The inner Outer Sunset isn't as lost as the outer Outer Sunset--but it's damn quiet; and I'd say Moraga Street from 19th Avenue on out to the ocean is one of the dullest streets in the City. Dull, and yet intriguing in its dullness. I found myself at Moraga and 28th Avenue today, parked just outside the Sunset Recreation Center--I'd launched myself out of the house, baby in tow of course, with no idea where I was going but with a somewhat urgent need to go anyway (my husband was making a crucial conference call and needed to know that the house would remain quiet for the next thirty minutes or so--and as soon as one desperately needs a baby to remain quiet for thirty minutes, it's almost guaranteed that he or she will not comply. Just one of the unspoken laws of baby-raising).
Nothing could be heard at all, not even a whisper on the breeze, as I got out of the car and loaded the little guy into his stroller. A. was fast asleep. I was already primed for an encounter with that elusive "lost" element of the city that I keep writing about. It did come; in fact, I felt time stop again; but unlike yesterday, the experience felt vaguely sinister. Maybe it was just that everything was so damn quiet.
I decided to head to the reservoir which occupies a plot of land two blocks in diameter, from Ortega to Quintara, and from 24th Avenue to 26th. It was a remarkably warm summer day, for the Outer Sunset--at around 65 degrees not exactly sweltering, but comfortable shirtsleeve weather. I pushed the stroller up a steep path that leads only to a tall fence, there only to block the entire reservoir (which is already cemented over) from public access. The path really leads nowhere, just up to the fence and back down again around the corner. I found this irritating.
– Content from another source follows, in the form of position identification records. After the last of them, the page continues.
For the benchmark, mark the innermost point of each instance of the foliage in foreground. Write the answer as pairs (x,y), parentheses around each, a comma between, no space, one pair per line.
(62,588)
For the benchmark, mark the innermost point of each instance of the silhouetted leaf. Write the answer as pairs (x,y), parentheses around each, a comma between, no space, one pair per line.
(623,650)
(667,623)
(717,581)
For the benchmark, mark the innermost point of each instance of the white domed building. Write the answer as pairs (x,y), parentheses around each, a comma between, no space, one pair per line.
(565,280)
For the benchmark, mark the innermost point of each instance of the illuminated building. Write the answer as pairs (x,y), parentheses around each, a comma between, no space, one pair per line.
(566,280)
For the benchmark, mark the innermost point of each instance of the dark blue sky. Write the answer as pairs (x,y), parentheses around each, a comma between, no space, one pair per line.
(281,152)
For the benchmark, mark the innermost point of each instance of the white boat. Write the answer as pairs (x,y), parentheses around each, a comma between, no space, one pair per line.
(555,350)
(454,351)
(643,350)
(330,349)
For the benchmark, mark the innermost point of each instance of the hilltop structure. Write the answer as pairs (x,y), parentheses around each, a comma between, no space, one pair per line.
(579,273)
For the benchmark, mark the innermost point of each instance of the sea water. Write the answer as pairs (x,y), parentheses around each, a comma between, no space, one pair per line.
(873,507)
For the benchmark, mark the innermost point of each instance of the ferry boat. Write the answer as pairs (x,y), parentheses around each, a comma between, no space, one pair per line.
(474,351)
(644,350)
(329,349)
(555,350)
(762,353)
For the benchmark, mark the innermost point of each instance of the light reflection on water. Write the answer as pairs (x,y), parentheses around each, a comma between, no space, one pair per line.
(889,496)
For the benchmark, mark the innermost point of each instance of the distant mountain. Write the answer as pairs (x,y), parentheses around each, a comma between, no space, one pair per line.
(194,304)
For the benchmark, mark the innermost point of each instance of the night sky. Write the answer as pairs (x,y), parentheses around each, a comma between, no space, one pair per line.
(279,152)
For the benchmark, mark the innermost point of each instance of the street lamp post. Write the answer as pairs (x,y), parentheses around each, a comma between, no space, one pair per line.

As I pushed the stroller up, I watched a young boy, 9 or 10 years old, jumping rope in a desultory fashion, near the top; he glanced sheepishly in my direction, as if to say, "Yeah, I'm doing this because I'm bored, please don't laugh at me."
Sometime around then I heard a melancholy voice in my head, repeating a simple phrase: "Nothing will ever happen to you."
I turned the corner and saw a man in a beige fisherman's sweater sitting on a bench; he gave me a stony stare as I passed. "Nothing will ever happen to you," the voice repeated. "Nothing." I wasn't taking the voice very seriously; even so, it made me nervous.
Of course I don't want to slip into the void without having accomplished something--without having lived my life to the fullest. But what if--what if all of it really does amount to nothing?
The pseudo-zen practitioner in me rejoiced at the thought of relinquishing all efforts towards something-ness. But at the same time, a small wave of fear passed through me. That reservoir, its blank surface covered with concrete, seemed to radiate nothingness, not the soul-satisfying emptiness of the meditative state.
I circled the entire reservoir as the baby slept. At Quintara and 24th Avenue I gazed with sadness at a bizarre playground, consisting of a very short plastic slide, a few swings, a pocket-sized sandbox and a tiny metal horse on a spring--all of it looking very bleak. The whole playground looked embarrassed at its own existence. It wasn't enclosed in anything. Usually a playground comes with some sort of demarcating border, but this one was just set up on the hard cement surface, with a few patches of rubber thrown down as some sort of minimal cushioning in case someone fell--no kid in his or her right mind would spend two minutes in that playground. A tiny girl with pigtails springing straight out from her head like insect antennae was attempting the slide, her parents standing on either side of her; I think they were just desperate for entertainment, or perhaps a bit insane.
That was when the "Nothing will ever happen to you" voice grew the loudest. "This is your life; walking past empty objects like this playground. Nothing will ever happen!" Nothing joyful about this particular experience of lost-ness. And yet...I realized the absurdity of the voice, of these gloomy thoughts. I was walking my baby. The weather was enticingly warm and sunny (a true rarity in the Sunset in August). All these people were just normal people getting through their lives somehow, not ghosts and insects.
Just the same--not planning to rush back to that reservoir any time soon. I headed back down the hill towards Moraga and 28th Ave--stopping first at a neighborhood cafe (run by a dignified looking man in his sixties and cheerful young people who always have a smile for their customers--not a common experience these days) for an espresso and croissant pick-me-up. The baby woke up and gazed at me with wondering brown eyes.